In 2010 the school got a new building with eight classrooms and renovated its old building and installed VMware thin clients to provide desktops via PC over IP. The choice of VMware was a natural extension of the school using the company's products for its virtual server infrastructure, he says.
If something went wrong with the desktops displayed on the classroom PCs, it could be fixed quickly via the backend virtual machine that the classroom tapped for the virtual desktops. "It's easier to log into a custom VM than it is to install software on a PC on the fly and cause problems with other applications," he says.
In July of 2011 the school chose Pano zero clients because of its USB extension speed that was needed to connect the devices to audio-visual equipment that was used for presentations that included video. The devices have good interoperability with the gear and because of their small size, the devices can be Velcroed out of sight to the back of touchscreen monitors that are used in presentations, he says.
Since July, the school has given VDI to more staff in one form or another. The goal is less about the client machine than about the backend that makes it possible to access desktops from a variety of places such as home or conferences, Esser says.
Staff can borrow generic laptops with thin clients from the school to bring on the road with them and tap into their personalized desktop from afar. Or they can use thin terminals within the school. "We hope to give one rich environment and downplay the endpoint devices that are needed to get to it," he says. That way the number of endpoints to support makes no difference. Whatever devices suit the space that is available are acceptable and people can work from wherever they want.
He has considered providing thin clients to student laptops, but based on use of such laptops for other events, he's found that their performance is not uniform. Some work better than others depending on the hardware, software and how well individuals maintain them. The school feels an obligation to level the playing field so all students have similar experiences when they access school content, so relying on student machines is not a good idea, he says.
Still, setting up a VDI client is easy with the availability of them in various apps stores. People are more comfortable installing apps on their own tablets than they ever got on their PCs, he says.
But there are limits to how many devices the school can support, and there will always be a place for devices the school owns. "We won't ever be fully BYOD," he says. Students have always brought their own laptops because the school has no laptop program in which students would buy certain devices and the school would support them. "It's their computer, and if they need to use ours, it's a distinct channel to get to it," Esser says.
Student tablets could theoretically be used in the equation, though, as internal tests have shown. The school's IT staff has experimented with connecting tablets to external monitors as a way to create a computer lab environment. Essentially that means docking the tablet and using it as a thin client.
In the future the school has big VDI plans. Esser is working on the idea of a virtual lab in which there is no thin client associated with particular virtual machines. Instead they get there via software. Abstracting the computing environment would be key so users could get at resources from lots of different locations and devices. Users could sync data and migrate smoothly to new machines while maintaining their old data set, he says. With this model, he hopes to expand the supported endpoint devices to include iPads and Android tablets.
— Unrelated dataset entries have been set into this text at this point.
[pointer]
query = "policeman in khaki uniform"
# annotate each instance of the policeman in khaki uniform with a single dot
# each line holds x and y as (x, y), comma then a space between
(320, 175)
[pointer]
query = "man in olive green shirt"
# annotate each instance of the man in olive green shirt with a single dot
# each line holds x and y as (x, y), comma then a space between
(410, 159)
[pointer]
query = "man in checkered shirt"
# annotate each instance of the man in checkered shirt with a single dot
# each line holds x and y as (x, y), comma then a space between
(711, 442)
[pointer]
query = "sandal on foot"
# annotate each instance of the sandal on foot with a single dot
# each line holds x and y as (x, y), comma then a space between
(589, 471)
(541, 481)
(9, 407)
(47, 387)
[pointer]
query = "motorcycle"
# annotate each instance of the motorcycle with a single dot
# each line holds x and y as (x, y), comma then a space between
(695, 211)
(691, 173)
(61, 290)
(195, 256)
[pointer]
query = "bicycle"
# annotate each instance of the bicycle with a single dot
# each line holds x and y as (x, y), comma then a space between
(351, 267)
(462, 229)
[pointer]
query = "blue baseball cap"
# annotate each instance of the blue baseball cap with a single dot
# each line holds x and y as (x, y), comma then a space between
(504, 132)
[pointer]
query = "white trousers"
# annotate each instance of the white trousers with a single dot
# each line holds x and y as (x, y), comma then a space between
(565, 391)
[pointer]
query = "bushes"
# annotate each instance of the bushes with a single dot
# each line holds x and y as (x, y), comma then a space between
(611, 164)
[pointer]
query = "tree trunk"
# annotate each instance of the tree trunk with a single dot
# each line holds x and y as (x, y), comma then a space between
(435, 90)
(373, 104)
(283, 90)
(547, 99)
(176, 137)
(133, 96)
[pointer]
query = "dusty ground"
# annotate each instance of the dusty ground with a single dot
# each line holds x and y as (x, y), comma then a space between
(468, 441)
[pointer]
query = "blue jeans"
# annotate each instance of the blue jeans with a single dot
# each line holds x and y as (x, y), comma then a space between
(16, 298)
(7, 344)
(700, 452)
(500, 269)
There are more than 100 virtual machines used regularly at the school and that may double by the end of this year. If individual user desktop profiles could be associated directly with the underlying data, applications, storage and processes rather than with virtual machines that pulls these elements together, it would simplify and streamline the virtual backend, Esser says.
He says he'd also consider cloud vendors offering desktop as a service with a pure Web interface that would cut out clients altogether. The question is where would the central store of data reside? He says he could see a provider supplying the Web interface to data stored on school-owned devices, but not putting that data itself in the cloud yet.
Before that could happen, cloud licensing would have to improve to better define what belongs to the customer and what belongs to the provider and how it is all secured. The school would not pioneer such relationships. "We'd have to see someone else's case law on that," Esser says.